Reputation: 649
I've recently started experimenting with the interesting python library Jax, which contains a boosted Numpy as well as Automatic Differentiator. What I wanted to try to create, is a crude "differentiable renderer", by writing a shader and loss function in python, then using Jax's AD to find the gradient. We should then be able to inverse render an image by running gradient descent on this loss gradient. I have made it work fairly well with simple shaders, but I have run into problems when I use boolean expressions. This is the code of my shader, which generates a checkerboard pattern:
import jax.numpy as np
class CheckerShader:
def __init__(self, scale: float, color1: np.ndarray, color2: np.ndarray):
self.color1 = None
self.color2 = None
self.scale = None
self.scale_min = 0
self.scale_max = 20
self.color1 = color1
self.color2 = color2
self.scale = scale * 20
def checker(self, x: float, y: float) -> float:
xi = np.abs(np.floor(x))
yi = np.abs(np.floor(y))
first_col = np.mod(xi, 2) == np.mod(yi, 2)
return first_col
def shade(self, x: float, y: float):
x = x * self.scale
y = y * self.scale
first_col = self.checker(x, y)
if first_col:
return self.color1
else:
return self.color2
And this is my render function, which is the first place that JIT fails:
import jax.numpy as np
import numpy as onp
import jax
def render(scale, c1, c2):
img = onp.zeros((WIDTH, HEIGHT, CHANNELS))
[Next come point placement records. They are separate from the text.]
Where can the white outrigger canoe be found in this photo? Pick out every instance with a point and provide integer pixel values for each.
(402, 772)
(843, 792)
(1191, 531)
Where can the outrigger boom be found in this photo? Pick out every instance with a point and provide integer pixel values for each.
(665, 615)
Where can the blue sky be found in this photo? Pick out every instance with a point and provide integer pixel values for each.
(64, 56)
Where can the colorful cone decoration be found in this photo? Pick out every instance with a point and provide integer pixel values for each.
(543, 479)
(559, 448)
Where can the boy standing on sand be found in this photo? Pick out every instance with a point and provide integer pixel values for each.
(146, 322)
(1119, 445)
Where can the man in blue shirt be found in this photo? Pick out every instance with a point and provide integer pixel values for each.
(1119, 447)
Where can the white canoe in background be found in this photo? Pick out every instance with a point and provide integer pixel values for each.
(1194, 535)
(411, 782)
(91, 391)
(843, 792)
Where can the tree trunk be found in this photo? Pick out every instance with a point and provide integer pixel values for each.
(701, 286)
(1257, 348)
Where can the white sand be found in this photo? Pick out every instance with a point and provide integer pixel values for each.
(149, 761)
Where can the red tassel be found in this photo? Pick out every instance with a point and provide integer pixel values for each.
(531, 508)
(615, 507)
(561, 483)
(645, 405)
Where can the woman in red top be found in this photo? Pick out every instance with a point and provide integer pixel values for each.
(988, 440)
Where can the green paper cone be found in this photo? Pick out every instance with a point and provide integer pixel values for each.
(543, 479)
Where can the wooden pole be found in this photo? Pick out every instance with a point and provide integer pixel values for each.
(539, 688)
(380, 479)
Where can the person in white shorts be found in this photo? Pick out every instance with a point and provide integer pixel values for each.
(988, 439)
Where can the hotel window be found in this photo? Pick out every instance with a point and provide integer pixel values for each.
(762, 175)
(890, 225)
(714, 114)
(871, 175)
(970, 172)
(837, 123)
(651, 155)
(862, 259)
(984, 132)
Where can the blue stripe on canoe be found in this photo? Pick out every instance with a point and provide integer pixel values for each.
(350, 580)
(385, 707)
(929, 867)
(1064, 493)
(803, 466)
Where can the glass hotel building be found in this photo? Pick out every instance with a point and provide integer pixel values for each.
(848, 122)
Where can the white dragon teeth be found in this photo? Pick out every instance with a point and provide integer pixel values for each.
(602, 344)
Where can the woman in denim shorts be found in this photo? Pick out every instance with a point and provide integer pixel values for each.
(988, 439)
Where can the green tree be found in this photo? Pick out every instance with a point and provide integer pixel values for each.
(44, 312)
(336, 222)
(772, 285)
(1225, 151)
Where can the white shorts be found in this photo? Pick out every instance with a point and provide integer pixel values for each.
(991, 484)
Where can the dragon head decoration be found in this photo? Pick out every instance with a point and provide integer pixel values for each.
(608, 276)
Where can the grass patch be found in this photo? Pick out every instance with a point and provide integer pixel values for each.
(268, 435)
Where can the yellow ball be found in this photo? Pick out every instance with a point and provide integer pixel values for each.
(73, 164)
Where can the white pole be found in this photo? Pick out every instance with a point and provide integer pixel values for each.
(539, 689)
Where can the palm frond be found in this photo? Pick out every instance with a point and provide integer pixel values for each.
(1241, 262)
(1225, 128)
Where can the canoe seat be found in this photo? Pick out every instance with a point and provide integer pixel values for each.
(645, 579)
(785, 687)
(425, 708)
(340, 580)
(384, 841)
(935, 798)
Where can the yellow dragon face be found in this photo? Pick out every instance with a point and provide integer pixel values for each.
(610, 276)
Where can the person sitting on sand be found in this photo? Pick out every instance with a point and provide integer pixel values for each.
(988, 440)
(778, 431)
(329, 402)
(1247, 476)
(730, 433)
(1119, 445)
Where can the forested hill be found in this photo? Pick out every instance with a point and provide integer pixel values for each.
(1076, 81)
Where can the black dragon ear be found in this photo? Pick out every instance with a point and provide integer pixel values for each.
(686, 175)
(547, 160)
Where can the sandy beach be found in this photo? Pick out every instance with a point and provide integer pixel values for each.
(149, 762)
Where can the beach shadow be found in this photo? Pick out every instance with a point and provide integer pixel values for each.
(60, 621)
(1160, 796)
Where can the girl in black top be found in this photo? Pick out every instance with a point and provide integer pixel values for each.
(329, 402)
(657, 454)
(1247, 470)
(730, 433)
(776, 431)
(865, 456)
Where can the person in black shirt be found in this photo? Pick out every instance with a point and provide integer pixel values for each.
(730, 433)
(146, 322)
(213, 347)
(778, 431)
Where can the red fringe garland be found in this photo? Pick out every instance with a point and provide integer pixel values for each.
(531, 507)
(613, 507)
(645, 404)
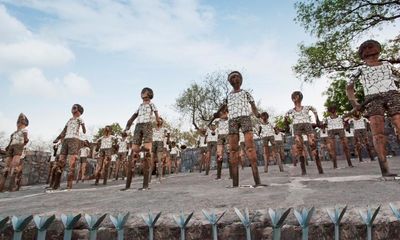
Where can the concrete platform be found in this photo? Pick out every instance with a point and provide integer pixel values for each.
(356, 187)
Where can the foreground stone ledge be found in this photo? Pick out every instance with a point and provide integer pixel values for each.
(352, 228)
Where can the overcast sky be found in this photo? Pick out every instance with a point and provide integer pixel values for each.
(102, 53)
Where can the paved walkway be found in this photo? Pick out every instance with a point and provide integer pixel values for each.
(359, 186)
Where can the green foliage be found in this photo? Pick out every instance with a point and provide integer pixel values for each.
(115, 130)
(337, 24)
(200, 101)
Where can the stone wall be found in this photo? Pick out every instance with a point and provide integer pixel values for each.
(230, 228)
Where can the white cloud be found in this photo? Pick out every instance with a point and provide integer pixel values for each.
(32, 52)
(24, 56)
(10, 28)
(33, 82)
(76, 85)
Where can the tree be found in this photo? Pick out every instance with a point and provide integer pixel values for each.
(115, 130)
(200, 101)
(336, 24)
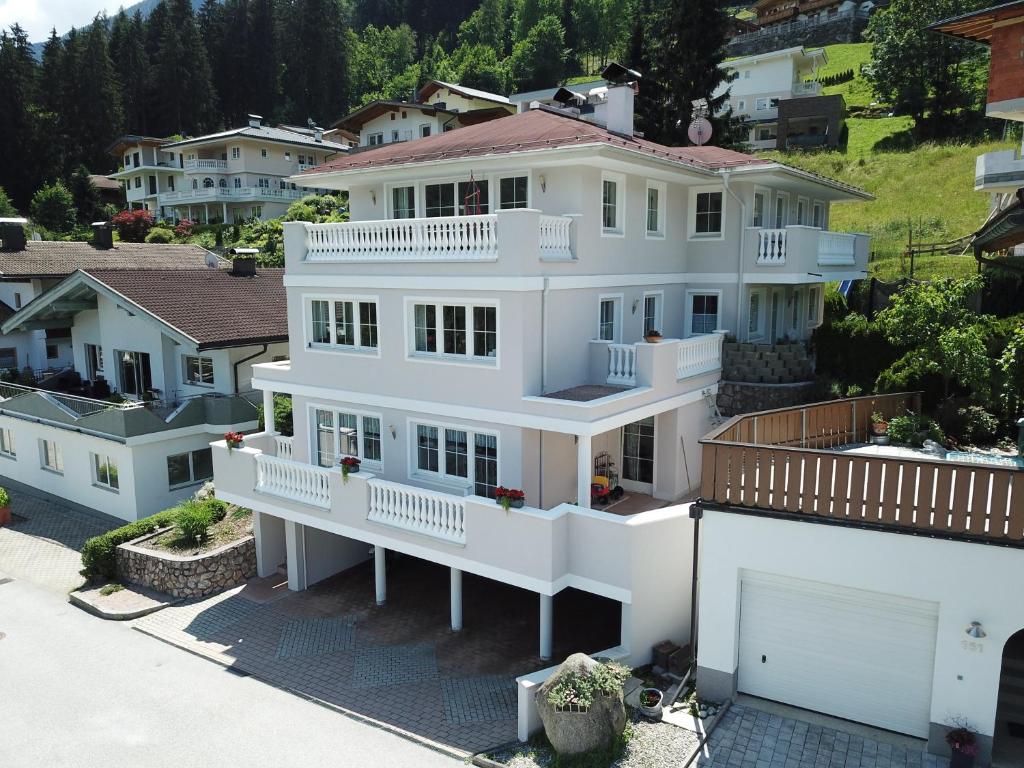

sh = CheckerShader(scale, c1, c2)
jit_func = jax.jit(sh.shade)
for y in range(HEIGHT):
for x in range(WIDTH):
val = jit_func(x / WIDTH, y / HEIGHT)
img[y, x, :] = val
return img
The error message I receive is:
TypeError: Abstract value passed to `bool`, which requires a concrete value. The function to be transformed can't be traced at the required level of abstraction. If using `jit`, try using `static_argnums` or applying `jit` to smaller subfunctions instead.
and I guess it is because you can't run JIT on a function with booleans whose values depend on something that is not decided during compile time. But how can I rewrite it to work with JIT? Without JIT, it is painfully slow.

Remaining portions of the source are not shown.